Pichai is Living His Tech Dream as Google’s CEO

Google CEO Sundar Pichai Has Enjoyed a Meteoric Rise from Inauspicious Beginnings as a Tech-Made Boy Growing Up in Chennai, India

"I always loved technology growing up," Google CEO Sundar Pichai has said. "I used to read about what was happening in Silicon Valley, and I wanted to be a part of it."

Rarely in the world of technology can a childhood ambition have been fulfilled so completely.

Pichai only joined Google in 2004, and went on to lead the development of Google Toolbar and then Google Chrome, which grew to become the world’s most popular internet browser. 

In 2014 he was appointed to lead product and engineering for all of Google’s products and platforms - including popular products such as Search, Maps, Play, Android, Chrome, Gmail and Google Apps (now GSuite). 

Following a short stint at the management consulting firm McKinsey, he joined Google in 2004 as Head of Product Management & Development. 

His first project was the Google Toolbar, which gave Explorer and Firefox easy access to the Google search engine. 

In the following years Pichai’s rise was remarkable.

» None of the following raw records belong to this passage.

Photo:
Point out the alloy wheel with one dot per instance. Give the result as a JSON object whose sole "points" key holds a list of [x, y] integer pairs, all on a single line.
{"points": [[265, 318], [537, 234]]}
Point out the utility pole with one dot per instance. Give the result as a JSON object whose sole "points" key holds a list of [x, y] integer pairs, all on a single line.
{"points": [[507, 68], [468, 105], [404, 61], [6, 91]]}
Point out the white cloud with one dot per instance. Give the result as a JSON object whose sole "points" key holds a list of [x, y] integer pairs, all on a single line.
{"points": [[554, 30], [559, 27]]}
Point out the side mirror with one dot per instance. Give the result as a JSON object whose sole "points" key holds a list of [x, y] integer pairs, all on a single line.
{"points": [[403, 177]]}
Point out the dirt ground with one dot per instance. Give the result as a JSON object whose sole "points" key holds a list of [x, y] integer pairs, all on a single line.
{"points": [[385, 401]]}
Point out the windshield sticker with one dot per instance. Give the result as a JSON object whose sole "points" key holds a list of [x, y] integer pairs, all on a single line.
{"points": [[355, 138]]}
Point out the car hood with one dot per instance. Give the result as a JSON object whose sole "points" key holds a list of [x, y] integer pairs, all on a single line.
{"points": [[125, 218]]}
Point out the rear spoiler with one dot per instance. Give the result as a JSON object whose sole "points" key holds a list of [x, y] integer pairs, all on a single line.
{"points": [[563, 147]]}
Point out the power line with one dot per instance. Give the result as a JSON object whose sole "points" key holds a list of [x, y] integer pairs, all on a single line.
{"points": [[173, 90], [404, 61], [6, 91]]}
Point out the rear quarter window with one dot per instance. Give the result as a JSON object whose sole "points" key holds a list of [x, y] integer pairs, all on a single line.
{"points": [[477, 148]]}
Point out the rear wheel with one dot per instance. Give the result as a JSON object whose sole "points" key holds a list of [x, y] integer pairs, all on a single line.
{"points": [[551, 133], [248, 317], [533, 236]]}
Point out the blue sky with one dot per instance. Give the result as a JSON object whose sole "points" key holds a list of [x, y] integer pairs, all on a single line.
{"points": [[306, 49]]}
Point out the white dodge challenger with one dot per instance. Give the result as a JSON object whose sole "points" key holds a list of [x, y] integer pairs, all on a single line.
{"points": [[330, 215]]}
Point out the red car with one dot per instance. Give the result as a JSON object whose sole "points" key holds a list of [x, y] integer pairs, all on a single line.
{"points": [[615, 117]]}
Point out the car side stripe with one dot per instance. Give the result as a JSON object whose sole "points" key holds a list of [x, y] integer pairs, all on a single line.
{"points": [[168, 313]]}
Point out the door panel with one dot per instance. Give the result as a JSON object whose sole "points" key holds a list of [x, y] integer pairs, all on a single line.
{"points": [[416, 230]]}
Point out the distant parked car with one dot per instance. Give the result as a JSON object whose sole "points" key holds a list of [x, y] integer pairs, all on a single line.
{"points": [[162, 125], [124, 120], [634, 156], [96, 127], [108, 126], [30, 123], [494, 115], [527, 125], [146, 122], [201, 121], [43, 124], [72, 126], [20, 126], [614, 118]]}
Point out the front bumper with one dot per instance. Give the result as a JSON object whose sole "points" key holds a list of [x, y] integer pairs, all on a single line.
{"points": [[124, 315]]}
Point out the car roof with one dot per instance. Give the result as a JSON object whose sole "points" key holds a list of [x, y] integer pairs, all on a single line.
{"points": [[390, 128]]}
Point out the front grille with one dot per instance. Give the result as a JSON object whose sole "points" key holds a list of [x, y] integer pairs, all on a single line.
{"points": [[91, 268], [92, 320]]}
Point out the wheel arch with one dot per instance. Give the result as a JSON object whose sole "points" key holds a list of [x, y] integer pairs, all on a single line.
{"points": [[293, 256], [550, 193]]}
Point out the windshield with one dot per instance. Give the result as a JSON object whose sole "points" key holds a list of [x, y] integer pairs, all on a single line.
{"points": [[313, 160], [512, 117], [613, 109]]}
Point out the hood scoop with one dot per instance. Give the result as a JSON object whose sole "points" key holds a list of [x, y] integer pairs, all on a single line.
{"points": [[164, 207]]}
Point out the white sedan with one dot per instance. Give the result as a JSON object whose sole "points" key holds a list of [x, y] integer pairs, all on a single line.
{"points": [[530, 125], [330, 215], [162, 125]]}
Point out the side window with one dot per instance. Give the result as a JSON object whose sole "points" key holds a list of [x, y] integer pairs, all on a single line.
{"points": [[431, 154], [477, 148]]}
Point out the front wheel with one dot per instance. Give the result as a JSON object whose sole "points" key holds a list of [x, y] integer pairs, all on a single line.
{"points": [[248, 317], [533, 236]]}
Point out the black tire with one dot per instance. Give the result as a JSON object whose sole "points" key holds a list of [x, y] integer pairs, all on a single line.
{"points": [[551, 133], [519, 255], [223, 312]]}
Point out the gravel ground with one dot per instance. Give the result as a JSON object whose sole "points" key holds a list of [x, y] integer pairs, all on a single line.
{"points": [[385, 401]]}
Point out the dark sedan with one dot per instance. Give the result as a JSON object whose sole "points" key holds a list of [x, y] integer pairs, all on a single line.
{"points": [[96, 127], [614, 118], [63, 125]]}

He was directly involved in the development of Chrome (released in 2008) and that same year was named VP Product Development. It was in that role that he began to become a more prominent public figure. 

By 2012 he was a SVP, and in 2014 was made the product chief of both Google and the Android smartphone operating system.

Pichai became Google’s CEO in August 2015, and joined the Board of Directors of Alphabet – Google's parent company – in July 2017. 

Under his leadership Google has focused firmly on product and services development, all of which are powered by the latest advances in AI. 

But it was back in his native India that Pichai first discovered his love of technology. He grew up in Chennai, India and studied engineering at the Indian Institute of Technology. He holds a master's degree from Stanford University. 

His father was an electrical engineer at the British multinational GEC, and that paternal influence clearly rubbed off, because Pichai showed an early interest in technology. 

After being awarded a scholarship in 1995 to study at Stanford University (engineering and materials science) Pichai remained in the US, and went on to earn an MBA from the Wharton School of the University of Pennsylvania.

On the red-hot topic of AI, Pichai says he sees the technology as “an extraordinary platform shift”, and expects it to “touch pretty much everything – every sector and industry, and every aspect of our lives”. 

He adds: “One way to think about AI is it’s no different from how we thought about the PC shift, the Internet shift, the mobile shift.

“But it’s deeper than that. It’s the most profound technology humanity is working on.” 

On the broader subject of the World Wide Web Pichai says: “I’ve cared about the Web for a long time, but I think it belongs to no one, and there is inherent value in that. 

“And there are aspects of the Web which are stronger than most people realise, but I won’t underestimate the power of AI. As it becomes multimodal, the distinction we feel between text and images and video will blur over time. 

“Today, we feel those walls. At Google, we’ve always tried to bridge these things. We try to bring all these forms together.”